[llvm-commits] [PATCH] Teach llvm-objdump to dump Win64 exception tables

Sun Nov 25 13:45:22 PST 2012

Just a few tiny nits and the first patch looks ready to be committed
(although I'd like Michael to check off on it).

> The type casts are necessary, otherwise the output is garbage. I think the
> ulittle8_t value is interpreted as a char, not a number.

You might want to note that in a comment.

+  case UOP_SaveNonVolBig:
+  case UOP_SaveXMM128Big:
+    UsedSlots = 3;
+    break;
+  case UOP_AllocLarge:
+    UsedSlots =  (UnwindCode.getOpInfo() == 0) ? 2 : 3;
+    break;
+  }
+  return UsedSlots;
+}

You can get rid of UsedSlots here and just return the size directly.

+static void printUnwindCode(ArrayRef<UnwindCode> UCs) {

+static void printCOFFUnwindCode(ArrayRef<UnwindCode> UCs) {

I think these names need to be adjusted. The calling sequence
printCOFFUnwindCode -> printUnwindCode doesn't make sense, since it
seems like a more specific function is calling a more generic
function. I'm not super familiar with the terminology here, but
shouldn't these be plural, since they are printing multiple unwind
codes `ArrayRef<UnwindCode> UCs`? The naming should also reflect that
"printCOFFUnwindCode" prints multiple of whatever "printUnwindCode"
prints. From the comment, it seems like "printUnwindCode" prints
"unwind code entry"'s, so how about renaming them to
printCOFFUnwindCodeEntries and printCOFFUnwindCodeEntry?

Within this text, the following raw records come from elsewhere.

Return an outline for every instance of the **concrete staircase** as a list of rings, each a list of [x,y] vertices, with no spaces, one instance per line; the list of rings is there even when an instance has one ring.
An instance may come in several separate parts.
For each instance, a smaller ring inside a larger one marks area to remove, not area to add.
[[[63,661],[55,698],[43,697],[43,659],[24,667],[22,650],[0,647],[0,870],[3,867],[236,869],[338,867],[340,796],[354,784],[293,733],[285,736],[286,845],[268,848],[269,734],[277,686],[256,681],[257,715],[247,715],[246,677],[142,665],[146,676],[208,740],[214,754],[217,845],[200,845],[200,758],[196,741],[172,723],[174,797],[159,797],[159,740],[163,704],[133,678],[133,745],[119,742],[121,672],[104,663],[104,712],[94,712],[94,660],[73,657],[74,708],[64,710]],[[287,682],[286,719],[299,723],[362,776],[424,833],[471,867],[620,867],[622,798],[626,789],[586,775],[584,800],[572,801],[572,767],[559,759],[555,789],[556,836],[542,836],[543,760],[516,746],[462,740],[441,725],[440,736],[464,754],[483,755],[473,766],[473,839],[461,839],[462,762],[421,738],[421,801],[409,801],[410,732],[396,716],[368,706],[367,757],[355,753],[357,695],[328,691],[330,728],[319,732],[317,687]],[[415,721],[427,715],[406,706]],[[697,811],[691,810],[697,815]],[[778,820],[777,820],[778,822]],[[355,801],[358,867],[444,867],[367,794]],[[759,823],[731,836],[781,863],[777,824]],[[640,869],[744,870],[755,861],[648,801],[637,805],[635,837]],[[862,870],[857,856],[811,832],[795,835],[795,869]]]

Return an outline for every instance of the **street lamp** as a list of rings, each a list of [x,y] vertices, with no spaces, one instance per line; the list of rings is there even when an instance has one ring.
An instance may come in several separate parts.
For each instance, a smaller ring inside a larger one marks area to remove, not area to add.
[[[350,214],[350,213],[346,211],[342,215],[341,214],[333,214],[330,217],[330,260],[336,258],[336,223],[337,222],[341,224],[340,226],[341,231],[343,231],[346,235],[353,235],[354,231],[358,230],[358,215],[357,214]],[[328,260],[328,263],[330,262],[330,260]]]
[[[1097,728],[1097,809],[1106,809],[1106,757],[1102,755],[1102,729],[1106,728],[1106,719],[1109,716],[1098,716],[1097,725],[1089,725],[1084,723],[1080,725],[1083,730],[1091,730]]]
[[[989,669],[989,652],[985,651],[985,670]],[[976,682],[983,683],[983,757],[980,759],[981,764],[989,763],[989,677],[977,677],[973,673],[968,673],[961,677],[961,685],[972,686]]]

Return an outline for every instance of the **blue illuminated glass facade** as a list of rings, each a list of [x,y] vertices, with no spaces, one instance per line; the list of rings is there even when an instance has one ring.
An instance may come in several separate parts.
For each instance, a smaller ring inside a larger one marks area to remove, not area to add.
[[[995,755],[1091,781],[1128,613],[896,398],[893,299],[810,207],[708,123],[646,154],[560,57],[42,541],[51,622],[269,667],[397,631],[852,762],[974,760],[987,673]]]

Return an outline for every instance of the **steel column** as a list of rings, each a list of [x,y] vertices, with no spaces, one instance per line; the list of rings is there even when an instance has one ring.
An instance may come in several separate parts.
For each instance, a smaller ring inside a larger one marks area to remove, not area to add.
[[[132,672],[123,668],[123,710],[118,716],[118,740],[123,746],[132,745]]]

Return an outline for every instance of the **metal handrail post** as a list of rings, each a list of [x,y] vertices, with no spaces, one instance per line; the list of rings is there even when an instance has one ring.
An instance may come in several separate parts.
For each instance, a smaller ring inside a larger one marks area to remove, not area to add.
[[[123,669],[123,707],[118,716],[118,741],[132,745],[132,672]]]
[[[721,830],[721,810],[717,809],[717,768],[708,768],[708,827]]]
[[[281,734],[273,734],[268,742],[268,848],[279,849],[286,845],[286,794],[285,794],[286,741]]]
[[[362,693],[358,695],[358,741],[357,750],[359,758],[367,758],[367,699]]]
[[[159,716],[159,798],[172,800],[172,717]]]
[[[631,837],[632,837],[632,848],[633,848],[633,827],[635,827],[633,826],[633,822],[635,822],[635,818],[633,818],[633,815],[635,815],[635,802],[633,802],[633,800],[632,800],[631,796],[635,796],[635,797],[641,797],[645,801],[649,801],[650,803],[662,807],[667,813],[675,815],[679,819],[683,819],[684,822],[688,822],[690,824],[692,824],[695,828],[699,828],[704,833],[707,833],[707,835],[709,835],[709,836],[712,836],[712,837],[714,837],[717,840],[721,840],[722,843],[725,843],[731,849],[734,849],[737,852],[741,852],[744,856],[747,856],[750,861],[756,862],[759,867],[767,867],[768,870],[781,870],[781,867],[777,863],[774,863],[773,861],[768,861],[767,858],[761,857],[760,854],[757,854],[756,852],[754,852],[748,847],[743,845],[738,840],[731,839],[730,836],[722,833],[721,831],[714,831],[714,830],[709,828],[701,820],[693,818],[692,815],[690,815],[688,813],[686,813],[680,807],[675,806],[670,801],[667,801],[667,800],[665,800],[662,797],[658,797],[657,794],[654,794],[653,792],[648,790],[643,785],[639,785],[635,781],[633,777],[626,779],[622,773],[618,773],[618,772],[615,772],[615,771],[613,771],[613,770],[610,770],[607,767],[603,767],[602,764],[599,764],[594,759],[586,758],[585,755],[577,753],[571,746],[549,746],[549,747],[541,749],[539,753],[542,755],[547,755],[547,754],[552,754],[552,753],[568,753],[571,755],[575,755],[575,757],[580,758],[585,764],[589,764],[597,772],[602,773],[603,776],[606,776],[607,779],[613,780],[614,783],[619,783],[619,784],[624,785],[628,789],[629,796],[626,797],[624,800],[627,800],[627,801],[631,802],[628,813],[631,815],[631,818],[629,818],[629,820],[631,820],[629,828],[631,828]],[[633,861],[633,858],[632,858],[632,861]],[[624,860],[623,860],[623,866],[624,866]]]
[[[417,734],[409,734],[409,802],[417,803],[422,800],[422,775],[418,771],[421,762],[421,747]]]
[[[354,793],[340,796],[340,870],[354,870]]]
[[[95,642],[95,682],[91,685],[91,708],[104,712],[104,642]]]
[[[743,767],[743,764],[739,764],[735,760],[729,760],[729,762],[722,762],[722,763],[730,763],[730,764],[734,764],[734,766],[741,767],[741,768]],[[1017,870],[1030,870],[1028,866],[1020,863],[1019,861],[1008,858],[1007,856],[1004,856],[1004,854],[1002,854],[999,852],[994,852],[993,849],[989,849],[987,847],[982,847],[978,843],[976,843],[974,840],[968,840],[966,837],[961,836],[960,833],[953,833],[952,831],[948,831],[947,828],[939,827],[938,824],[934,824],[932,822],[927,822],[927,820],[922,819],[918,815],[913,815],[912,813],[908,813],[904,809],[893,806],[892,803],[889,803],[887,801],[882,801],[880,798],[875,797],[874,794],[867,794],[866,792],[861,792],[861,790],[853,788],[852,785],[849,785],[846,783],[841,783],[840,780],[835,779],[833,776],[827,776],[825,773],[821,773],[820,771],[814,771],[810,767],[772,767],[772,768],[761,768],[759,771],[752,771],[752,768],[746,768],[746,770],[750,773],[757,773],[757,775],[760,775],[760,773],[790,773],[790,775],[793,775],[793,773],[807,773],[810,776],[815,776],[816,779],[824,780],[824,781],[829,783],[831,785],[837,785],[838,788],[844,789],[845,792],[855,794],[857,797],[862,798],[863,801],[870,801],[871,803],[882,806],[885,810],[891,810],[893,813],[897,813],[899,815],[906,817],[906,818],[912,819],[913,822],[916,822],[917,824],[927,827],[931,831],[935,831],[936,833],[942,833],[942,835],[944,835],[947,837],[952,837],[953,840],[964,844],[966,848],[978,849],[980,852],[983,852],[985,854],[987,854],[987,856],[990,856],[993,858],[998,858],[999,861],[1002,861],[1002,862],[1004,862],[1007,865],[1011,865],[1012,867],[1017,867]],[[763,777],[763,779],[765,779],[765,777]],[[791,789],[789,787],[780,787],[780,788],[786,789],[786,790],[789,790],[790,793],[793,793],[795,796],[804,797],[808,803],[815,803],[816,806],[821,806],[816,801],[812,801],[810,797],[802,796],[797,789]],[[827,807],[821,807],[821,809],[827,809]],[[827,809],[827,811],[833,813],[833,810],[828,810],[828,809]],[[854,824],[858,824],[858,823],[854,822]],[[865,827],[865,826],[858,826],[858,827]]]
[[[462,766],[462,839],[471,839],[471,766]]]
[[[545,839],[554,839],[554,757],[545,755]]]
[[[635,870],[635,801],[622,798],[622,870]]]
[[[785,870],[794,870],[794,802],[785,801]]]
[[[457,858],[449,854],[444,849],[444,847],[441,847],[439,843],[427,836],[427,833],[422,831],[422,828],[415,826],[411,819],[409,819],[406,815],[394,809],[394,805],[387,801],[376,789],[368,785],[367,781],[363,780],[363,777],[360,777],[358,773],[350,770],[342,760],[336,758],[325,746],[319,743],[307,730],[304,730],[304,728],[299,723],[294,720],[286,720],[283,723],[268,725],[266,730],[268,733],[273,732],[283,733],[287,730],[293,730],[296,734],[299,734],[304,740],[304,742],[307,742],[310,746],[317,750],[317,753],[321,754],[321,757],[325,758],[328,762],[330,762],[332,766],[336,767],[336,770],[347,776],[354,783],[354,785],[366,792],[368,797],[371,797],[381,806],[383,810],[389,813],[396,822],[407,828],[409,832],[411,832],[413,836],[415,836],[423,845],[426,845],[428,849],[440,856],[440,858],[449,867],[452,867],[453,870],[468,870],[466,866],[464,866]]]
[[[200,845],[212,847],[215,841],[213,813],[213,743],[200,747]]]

Also, depending on how useful this would be in other places, (in a
future patch set) you could write an "unwind code entry iterator"
which is a forward iterator whose value_type is a class
UnwindCodeEntry. I'm not sure how useful that would be, but that seems
like a really clean way to work with these if you need to do something
more complicated with them besides just printing them.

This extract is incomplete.